What I have at the moment counts the number of files per day, but does not include those days where there are no files.

#!/usr/bin/env python

import os, glob, time
print '-'*60
root = raw_input("Folder to search:\n") + '/*'                  
#print root
ext = '/*.' + raw_input("File type to filter:\n")  
file_out = open(raw_input('Fileout name : \n'),"w")   
t_start = time.time()
print '-'*26 + 'Running' + '-'*27 # approx 20 seconds / 1000 files
date_file_list = []                                         	 
for folder in glob.glob(root):                              	 
    for file in glob.glob(folder + ext):                    	 
        stats = os.stat(file)                               	              	 
        date_file_tuple = time.localtime(stats[8]), file                	 
        date_file_list.append(date_file_tuple)              	                             
        daylist = []                       
        for file in date_file_list:                         
	    days = time.strftime("%d/%m/%y", file[0])              
            daylist += [days]                               
d = {}                              
from sets import Set                
for i in Set(daylist):              
    d[i] = daylist.count(i)                       
    file_out.write('%s \t%s \n' % (i,d[i]))      
print 'Total no. of %s files = %d\n%.2f seconds runtime\n ' % (ext, len(daylist),time.time()-t_start)
print '='*60

It is probably not as efficient as it should be - any tips on how to improve the loops would be very helpful

I import the out_file to excel to create a chart of the number of files created per day.

Does anyone know a good way of including those days where there were no files created?

Any help greatly appreciated!

 

[Bong]

Here's how I would go about it:
I'd glob (as you do) a list of the files.
Then I'd getctime another list of times corresponding to the creation times of each of those files.
Then I'd make a dictionary of {ctime:filename}'s
Then I'd sort the list of ctimes

import glob, os, time
startd='e:/python/test/'
dlst=glob.glob(startd+'*.*')
tlst=[os.path.getctime(f) for f in dlst]
d=dict(zip(tlst,dlst))
tlst.sort()
day0=time.strftime('%d',time.localtime(tlst[0]))
dayf=time.strftime('%d',time.localtime(tlst[-1]))

Now I'd create another list of the days I wanted (the simplest way is to work in POSIX as returned by getctime remembering that 1 day=86400 seconds).

_________________
Bob Rashkin

 

[Me4President]

Thanks a lot for your help, it has taught me a lot! By the way, I am also a geophysicist, with just over a year of experience.

I have got the script doing what I want, using your method to create a list. I didn't need to know each file, just the frequency per day so I just made a list of the dates.

#!usr/bin/env python

import glob, os, datetime
startd='C:\\Computer\\MyPython\\'              
ext = '/*.*'
file_out = open(raw_input('Fileout name : \n'),"w") 
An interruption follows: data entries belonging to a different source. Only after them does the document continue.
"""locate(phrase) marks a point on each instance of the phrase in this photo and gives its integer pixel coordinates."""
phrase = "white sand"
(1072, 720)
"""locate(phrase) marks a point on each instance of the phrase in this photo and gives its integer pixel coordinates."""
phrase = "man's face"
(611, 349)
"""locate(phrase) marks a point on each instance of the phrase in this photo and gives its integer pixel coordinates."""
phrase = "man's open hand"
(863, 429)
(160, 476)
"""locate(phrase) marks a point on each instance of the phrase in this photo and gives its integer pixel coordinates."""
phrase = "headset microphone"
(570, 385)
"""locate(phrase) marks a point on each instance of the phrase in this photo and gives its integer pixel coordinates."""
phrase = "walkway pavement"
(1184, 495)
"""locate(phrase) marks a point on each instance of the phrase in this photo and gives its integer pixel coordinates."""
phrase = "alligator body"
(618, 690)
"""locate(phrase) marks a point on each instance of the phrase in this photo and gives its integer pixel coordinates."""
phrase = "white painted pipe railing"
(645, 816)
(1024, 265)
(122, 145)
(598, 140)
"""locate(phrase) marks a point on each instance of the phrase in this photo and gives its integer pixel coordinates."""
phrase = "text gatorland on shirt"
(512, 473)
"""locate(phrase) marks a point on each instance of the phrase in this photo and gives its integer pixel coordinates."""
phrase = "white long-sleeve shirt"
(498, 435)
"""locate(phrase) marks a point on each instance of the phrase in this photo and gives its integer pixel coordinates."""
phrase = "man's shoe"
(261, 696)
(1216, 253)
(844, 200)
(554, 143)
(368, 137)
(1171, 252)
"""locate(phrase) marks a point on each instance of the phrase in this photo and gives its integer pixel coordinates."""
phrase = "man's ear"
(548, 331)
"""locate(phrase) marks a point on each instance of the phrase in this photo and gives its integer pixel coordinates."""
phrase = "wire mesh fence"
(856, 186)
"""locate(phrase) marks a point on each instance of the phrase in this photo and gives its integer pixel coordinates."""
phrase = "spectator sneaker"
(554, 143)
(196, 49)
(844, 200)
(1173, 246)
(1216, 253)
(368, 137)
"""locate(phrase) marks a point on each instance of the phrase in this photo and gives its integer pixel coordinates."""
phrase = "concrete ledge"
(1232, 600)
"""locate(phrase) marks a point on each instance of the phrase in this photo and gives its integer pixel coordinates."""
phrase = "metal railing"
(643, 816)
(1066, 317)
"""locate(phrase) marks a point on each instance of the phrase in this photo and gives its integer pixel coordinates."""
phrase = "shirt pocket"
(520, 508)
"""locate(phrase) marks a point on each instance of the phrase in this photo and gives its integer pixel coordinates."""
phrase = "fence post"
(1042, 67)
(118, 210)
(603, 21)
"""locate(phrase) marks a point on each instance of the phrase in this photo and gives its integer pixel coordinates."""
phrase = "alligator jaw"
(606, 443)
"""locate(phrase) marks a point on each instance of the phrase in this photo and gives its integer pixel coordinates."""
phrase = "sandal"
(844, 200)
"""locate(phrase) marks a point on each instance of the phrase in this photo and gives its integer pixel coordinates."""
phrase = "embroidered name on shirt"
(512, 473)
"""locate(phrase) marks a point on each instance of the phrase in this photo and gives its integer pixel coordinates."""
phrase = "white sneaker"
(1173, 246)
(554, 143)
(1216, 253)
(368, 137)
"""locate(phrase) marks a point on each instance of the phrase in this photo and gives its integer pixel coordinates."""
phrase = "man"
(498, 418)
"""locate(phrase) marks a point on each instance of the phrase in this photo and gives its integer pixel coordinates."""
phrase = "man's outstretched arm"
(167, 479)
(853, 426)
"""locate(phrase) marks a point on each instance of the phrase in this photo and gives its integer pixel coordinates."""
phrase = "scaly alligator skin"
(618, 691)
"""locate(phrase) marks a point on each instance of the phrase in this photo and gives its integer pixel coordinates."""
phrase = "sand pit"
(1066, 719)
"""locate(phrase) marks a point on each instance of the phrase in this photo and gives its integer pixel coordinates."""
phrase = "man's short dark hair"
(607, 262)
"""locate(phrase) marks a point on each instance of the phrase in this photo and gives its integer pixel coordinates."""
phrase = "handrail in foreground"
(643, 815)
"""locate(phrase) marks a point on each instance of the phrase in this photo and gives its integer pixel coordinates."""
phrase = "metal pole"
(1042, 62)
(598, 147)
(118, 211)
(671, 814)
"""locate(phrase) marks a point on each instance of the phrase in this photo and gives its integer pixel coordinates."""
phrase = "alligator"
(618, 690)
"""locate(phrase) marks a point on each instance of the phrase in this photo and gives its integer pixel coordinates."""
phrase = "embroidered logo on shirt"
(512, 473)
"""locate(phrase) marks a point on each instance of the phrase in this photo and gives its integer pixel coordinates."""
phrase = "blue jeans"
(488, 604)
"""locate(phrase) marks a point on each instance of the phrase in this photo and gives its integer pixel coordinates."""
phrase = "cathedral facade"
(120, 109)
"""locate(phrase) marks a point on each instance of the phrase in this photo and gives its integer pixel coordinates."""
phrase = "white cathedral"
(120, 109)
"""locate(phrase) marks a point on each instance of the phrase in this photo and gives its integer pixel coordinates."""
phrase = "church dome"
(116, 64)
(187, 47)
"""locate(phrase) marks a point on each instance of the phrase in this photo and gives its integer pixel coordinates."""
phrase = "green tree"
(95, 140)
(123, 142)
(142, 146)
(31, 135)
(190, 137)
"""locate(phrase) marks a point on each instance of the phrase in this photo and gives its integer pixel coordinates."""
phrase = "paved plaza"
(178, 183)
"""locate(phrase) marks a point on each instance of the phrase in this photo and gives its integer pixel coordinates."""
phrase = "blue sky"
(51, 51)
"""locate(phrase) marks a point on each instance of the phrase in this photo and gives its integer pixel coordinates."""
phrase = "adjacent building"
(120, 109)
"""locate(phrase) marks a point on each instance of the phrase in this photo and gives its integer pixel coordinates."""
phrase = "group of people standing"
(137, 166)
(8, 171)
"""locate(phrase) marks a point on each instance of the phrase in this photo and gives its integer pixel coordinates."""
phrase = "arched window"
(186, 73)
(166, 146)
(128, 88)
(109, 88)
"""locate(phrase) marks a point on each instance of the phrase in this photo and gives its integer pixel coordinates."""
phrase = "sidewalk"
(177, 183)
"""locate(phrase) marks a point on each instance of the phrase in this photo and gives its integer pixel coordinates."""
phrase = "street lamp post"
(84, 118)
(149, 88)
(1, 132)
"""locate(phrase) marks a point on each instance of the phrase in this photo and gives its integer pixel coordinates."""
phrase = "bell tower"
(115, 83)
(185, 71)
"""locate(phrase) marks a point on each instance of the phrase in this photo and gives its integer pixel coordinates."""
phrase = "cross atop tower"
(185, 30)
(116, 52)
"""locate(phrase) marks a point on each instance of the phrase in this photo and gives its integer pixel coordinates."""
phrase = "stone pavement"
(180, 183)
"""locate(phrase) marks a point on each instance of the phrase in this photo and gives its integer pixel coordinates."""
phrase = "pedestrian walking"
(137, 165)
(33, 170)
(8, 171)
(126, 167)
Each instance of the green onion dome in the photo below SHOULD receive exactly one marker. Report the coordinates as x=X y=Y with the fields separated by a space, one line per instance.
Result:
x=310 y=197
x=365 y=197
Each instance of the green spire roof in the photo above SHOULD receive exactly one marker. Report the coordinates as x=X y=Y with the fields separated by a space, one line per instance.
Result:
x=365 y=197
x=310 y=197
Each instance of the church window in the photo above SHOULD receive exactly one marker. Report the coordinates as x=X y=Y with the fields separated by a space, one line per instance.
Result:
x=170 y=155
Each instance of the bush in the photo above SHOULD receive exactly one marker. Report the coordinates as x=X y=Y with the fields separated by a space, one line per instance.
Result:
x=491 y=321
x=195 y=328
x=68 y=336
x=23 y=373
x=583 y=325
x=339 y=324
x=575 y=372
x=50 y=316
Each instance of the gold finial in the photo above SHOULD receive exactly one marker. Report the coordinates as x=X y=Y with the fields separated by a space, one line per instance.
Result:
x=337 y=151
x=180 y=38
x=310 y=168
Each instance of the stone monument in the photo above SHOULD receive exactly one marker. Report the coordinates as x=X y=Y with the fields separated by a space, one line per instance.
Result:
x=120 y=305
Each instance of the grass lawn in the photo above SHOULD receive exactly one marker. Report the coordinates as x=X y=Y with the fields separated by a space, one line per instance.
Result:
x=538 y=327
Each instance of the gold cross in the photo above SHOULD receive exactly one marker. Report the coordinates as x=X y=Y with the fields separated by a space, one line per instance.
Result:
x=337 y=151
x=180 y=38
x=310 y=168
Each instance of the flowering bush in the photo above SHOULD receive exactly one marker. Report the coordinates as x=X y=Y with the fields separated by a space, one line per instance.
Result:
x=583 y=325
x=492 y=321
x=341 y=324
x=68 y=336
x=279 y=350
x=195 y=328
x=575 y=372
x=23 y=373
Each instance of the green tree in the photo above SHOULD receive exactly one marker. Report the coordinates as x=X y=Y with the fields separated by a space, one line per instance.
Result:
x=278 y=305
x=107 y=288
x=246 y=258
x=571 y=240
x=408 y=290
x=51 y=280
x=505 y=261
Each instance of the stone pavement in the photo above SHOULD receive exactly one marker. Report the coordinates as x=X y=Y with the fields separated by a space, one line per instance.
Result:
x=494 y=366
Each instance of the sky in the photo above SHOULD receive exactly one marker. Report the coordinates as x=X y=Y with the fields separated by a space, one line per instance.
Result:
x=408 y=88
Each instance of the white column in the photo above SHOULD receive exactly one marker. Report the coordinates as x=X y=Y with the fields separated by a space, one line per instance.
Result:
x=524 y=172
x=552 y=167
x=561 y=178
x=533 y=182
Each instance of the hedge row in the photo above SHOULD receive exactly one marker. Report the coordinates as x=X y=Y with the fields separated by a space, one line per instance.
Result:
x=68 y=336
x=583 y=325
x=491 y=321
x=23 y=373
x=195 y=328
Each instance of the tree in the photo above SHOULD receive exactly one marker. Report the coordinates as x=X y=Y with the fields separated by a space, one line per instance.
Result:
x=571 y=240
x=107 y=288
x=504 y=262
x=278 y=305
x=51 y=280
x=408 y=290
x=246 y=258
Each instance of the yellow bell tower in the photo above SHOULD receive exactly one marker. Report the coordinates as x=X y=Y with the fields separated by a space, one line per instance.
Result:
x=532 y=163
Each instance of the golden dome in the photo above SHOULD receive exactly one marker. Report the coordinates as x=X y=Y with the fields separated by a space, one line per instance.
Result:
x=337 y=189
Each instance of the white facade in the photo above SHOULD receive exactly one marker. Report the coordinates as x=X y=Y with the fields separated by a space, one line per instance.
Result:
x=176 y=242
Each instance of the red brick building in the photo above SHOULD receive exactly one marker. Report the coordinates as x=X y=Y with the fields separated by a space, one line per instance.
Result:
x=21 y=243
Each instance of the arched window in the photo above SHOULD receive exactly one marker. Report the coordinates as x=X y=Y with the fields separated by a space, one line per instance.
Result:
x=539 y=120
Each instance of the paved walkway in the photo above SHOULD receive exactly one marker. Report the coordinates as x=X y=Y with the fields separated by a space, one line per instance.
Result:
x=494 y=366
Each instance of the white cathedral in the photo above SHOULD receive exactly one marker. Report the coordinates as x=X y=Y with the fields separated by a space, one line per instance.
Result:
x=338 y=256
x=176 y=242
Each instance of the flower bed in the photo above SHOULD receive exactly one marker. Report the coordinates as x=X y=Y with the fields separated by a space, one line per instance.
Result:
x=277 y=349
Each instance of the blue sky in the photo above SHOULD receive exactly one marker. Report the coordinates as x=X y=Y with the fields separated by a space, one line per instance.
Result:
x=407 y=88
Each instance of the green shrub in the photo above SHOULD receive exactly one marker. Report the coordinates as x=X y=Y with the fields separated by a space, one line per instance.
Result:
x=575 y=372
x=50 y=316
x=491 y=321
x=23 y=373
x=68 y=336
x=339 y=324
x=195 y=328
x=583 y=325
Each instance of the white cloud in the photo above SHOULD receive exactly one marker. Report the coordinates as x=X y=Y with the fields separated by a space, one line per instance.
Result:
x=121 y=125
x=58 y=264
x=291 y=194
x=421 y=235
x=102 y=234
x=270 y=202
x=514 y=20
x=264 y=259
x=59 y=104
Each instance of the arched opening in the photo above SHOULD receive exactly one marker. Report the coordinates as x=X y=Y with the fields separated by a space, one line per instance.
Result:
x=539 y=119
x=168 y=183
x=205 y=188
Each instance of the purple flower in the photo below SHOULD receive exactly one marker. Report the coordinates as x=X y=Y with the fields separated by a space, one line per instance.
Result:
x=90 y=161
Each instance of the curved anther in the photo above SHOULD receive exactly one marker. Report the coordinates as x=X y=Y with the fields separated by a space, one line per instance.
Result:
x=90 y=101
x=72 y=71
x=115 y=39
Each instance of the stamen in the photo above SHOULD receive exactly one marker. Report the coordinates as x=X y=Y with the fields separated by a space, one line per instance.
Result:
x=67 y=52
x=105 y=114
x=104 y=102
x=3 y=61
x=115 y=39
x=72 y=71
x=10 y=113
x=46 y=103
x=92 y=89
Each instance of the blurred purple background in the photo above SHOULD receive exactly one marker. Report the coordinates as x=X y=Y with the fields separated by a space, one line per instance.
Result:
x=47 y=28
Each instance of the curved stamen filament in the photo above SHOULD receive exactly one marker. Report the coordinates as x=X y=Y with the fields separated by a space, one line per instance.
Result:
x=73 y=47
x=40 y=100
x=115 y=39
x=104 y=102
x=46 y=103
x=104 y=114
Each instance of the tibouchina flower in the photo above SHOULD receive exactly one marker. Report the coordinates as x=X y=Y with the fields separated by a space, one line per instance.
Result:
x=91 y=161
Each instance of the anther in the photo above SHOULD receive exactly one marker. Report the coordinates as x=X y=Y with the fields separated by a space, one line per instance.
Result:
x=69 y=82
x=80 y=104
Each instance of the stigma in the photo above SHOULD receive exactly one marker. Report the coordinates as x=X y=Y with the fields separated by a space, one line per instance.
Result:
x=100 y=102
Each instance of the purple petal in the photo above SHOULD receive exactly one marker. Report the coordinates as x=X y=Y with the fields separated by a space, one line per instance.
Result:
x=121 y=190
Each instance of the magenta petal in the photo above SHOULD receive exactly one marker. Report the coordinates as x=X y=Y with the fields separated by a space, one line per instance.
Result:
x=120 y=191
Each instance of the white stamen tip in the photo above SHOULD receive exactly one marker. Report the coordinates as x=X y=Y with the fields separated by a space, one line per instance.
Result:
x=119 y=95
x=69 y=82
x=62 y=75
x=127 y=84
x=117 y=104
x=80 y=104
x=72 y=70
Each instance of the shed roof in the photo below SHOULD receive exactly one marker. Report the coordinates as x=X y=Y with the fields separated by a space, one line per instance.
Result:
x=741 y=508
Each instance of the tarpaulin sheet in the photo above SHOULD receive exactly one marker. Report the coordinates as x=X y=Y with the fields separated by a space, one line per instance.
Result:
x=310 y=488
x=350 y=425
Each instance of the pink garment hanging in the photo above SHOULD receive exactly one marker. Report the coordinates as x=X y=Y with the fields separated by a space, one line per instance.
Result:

flst=glob.glob(startd+'*.*')
dlst=[datetime.date.fromtimestamp(os.path.getctime(f)) for f in flst]
dlst.sort()
start_date=dlst[0]
end_date=dlst[-1]
print start_date, end_date
from datetime import timedelta
daylst=[start_date+timedelta(n)for n in range((end_date - start_date).days)]
print 'start=%s, end=%s' %(daylst[0], daylst[-1])
d={}
for i in set(daylst):
    d[i]=dlst.count(i)
    print i, d[i]
    file_out.write('%s \t%d \n' % (i,d[i]))
file_out.close()

Many thanks!
Now I can't decide if I should be sorting the list by date in the script or simply in excel where I will make a histogram of it...
Is there an easy way of sorting the daylst by date?

 

[Bong]

daylst.sort() will sort the list in place.

_________________
Bob Rashkin